Two major European regulators have separately called for cryptocurrency and ICO rules at the EU level.
Firstly, the European Banking Authority (EBA), a regulatory agency of the EU, has urged the European Commission to examine whether unified crypto rules are needed across the region.
In a report published Tuesday, the EBA said that crypto asset-related activities do not currently fall under existing EU financial laws and, as these activities are “highly risky,” appropriate rules need to be put in place to protect investors.
The EBA has, therefore, asked the commission to carry out a “comprehensive” analysis to determine what action may be required at the EU level.
Adam Farkas, the EBA’s executive director, said in a statement:
“The EBA’s warnings to consumers and institutions on virtual currencies remain valid. The EBA calls on the European Commission to assess whether regulatory action is needed to achieve a common EU approach to crypto-assets. The EBA continues to monitor market developments from a prudential and consumer perspective.”
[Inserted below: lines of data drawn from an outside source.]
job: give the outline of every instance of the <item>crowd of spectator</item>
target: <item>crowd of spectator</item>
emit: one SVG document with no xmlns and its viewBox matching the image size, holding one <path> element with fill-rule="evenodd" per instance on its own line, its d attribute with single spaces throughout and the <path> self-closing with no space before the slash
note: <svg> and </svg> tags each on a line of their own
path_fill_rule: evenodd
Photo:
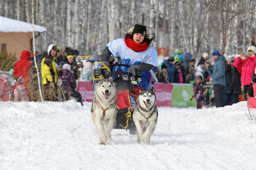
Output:
<svg viewBox="0 0 256 170">
<path fill-rule="evenodd" d="M 153 70 L 159 82 L 192 84 L 195 90 L 190 99 L 196 98 L 198 109 L 202 105 L 221 107 L 238 102 L 240 94 L 245 100 L 255 96 L 251 80 L 256 74 L 256 54 L 253 45 L 246 53 L 227 60 L 218 50 L 197 59 L 188 52 L 183 56 L 178 49 Z M 255 102 L 256 107 L 256 99 Z"/>
<path fill-rule="evenodd" d="M 195 91 L 190 99 L 196 99 L 198 109 L 203 105 L 232 105 L 239 102 L 241 94 L 245 100 L 250 101 L 250 107 L 256 108 L 256 93 L 253 93 L 253 87 L 256 90 L 256 85 L 253 86 L 256 82 L 256 47 L 252 45 L 246 53 L 226 60 L 218 50 L 210 55 L 204 53 L 196 58 L 188 52 L 183 55 L 182 51 L 177 49 L 159 66 L 154 67 L 151 73 L 154 73 L 158 82 L 192 84 Z M 77 50 L 66 47 L 63 51 L 53 44 L 47 51 L 41 54 L 37 51 L 36 65 L 45 101 L 64 101 L 73 97 L 83 105 L 81 96 L 76 90 L 78 69 L 82 67 L 81 79 L 92 81 L 93 63 L 100 59 L 98 54 L 94 55 L 83 65 L 76 61 L 79 55 Z M 39 86 L 36 65 L 31 56 L 29 51 L 22 51 L 13 69 L 12 85 L 7 75 L 0 75 L 0 100 L 40 100 L 38 94 L 37 98 L 33 97 L 38 94 Z M 113 62 L 111 59 L 109 62 Z"/>
</svg>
The EBA also advised the commission to take into account recommendations to be issued by the Financial Action Task Force (FATF), the global money-laundering watchdog, in June of this year.
The FATF is expected to issue guidance for international cryptocurrency regulation covering crypto exchanges, digital wallet providers and initial coin offerings (ICOs).
Meanwhile, throughout 2019, the EBA said it will take a number of steps to monitor the crypto sector, such as developing a common monitoring template for crypto activities, assessing business practices regarding advertisements in the industry, determining the treatment of banks’ holdings or exposures to crypto assets, and more.
A second regulatory agency in the economic bloc, the European Securities and Markets Authority (ESMA), also published a report on crypto assets and ICOs today. It advises the EU’s Commission, Council and Parliament on the existing rules that could be applied to crypto assets and further sets out any regulatory gaps to consider for policymakers.
Notably, it says that some crypto assets could fall under the EU’s MiFID financial framework and be classed as financial instruments, although some adjustments may be required.
Steven Maijoor, ESMA chair, said:
“Our survey of NCAs highlighted that some crypto-assets may qualify as MiFID financial instruments, in which case the full set of EU financial rules would apply. However, because the existing rules were not designed with these instruments in mind, NCAs face challenges in interpreting the existing requirements and certain requirements are not adapted to the specific characteristics of crypto-assets.
Another category of cryptos would not fall under MiFID, but should still have to comply with anti-money laundering rules. Additionally, risk disclosure should also be enforced, to alert consumers to potential risks when investing in crypto assets, it said.
“In order to have a level playing field and to ensure adequate investor protection across the EU, we consider that the gaps and issues identified would best be addressed at the European level,” Maijoor concluded.